By Dennis McCafferty  |  Posted 01-12-2011 Print

Like many car-rental companies, Hertz seeks as much feedback from customers as it can. It wants to know if its vehicles ran well, and whether the fleet was clean and appealing. It encourages customers to indicate whether there were any mechanical problems, and how the sound system fared. And, if a service-counter employee was extra accommodating, the company is interested in these details as well.

Accessing such information in a timely fashion has always been troublesome. There have been thousands of paper surveys mailed to customers, toll-free phone conversations and comments posted on the company's Web site. "It could take three weeks to gather all the information and have someone aggregate it and try to see if there was a trend there," says Joe Eckroth, CIO for Hertz, which is based in Park Ridge, N.J. "Then, there was the question of, 'What the heck do you do with this information?' By the time you figured it out, the customers had moved on to other things."

By using Mindshare Technologies and other tools from IBM, Hertz has shifted its BI/BA capabilities into the fast lane. The resulting solution package is mobile-focused, collecting and aggregating massive streams of comment data delivered to the company by customers using smartphones and other wireless devices.
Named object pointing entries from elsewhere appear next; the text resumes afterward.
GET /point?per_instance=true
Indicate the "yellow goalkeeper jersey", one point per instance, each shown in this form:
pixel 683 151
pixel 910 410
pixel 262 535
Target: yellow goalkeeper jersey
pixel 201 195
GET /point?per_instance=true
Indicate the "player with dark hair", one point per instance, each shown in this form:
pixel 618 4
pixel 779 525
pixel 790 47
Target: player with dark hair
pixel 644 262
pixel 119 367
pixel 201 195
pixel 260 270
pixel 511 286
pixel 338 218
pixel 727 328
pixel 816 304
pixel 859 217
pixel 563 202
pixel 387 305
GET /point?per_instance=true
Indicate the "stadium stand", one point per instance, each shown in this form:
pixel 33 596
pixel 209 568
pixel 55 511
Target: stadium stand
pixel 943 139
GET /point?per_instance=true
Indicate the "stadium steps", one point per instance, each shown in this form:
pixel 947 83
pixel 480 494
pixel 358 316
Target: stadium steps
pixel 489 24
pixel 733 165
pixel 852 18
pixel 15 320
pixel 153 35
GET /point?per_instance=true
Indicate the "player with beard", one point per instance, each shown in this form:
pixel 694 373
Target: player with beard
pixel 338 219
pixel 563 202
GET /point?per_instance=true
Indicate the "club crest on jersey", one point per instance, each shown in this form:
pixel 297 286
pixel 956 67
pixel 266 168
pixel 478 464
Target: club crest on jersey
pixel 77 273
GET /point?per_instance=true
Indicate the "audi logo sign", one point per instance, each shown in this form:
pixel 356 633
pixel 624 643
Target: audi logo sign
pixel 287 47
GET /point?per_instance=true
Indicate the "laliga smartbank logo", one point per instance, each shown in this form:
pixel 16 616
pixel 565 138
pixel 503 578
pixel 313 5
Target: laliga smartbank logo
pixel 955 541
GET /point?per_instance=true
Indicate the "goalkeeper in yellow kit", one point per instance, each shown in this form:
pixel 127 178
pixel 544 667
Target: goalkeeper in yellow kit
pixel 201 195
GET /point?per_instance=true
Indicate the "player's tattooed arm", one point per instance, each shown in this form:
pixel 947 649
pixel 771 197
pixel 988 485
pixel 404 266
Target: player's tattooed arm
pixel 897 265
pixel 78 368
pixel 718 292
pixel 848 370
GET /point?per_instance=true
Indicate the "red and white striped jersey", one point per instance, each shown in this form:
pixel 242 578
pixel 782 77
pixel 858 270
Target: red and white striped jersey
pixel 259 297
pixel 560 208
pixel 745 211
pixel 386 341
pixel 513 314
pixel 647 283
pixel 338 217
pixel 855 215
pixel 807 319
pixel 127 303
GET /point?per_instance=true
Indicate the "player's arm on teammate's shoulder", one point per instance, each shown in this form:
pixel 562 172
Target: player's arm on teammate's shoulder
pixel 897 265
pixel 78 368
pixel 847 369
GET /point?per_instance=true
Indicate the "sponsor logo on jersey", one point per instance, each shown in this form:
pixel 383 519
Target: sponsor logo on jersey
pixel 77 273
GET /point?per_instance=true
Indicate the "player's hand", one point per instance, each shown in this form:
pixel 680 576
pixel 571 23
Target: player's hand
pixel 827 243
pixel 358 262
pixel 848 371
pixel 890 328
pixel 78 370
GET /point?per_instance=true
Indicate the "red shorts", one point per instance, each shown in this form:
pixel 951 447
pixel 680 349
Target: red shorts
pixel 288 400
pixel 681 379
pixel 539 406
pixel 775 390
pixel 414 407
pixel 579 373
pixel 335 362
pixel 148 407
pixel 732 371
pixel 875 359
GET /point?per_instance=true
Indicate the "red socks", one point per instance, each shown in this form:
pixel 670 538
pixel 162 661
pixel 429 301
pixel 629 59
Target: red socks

The solution can distinguish and provide special analytical focus according to specific topic points--Clean or dirty car? Helpful or unhelpful staff? Long or short wait at the counter line?--as well as geographic region.

Local managers now get daily performance feedback. If a customer has a particularly negative experience, managers must address and resolve the problem within the day--no later than a 24-hour period. "That makes a huge impression, when a manager indicates that he wants to help you resolve a situation so quickly," Eckroth says. "It makes a great deal of difference when it comes to customer retention."

Available tools also help Hertz get a sense of whether features such as satellite radio and iPod-friendly sound systems deliver added (and salable) value to the customer. Sentiments being expressed "out there" in the social media universe, such as Twitter feeds, can also be monitored and analyzed.

The efforts are paying off: Hertz's performance on the Net Promoter Score--the industry standard of customer-satisfaction assessment tools--has risen steadily since the company made significant investments in BI/BA. Every monthly score in 2010 has seen a notable improvement over the same period in 2009, and Hertz has approached what amounts to industry best-in-class scores in four out of nine months.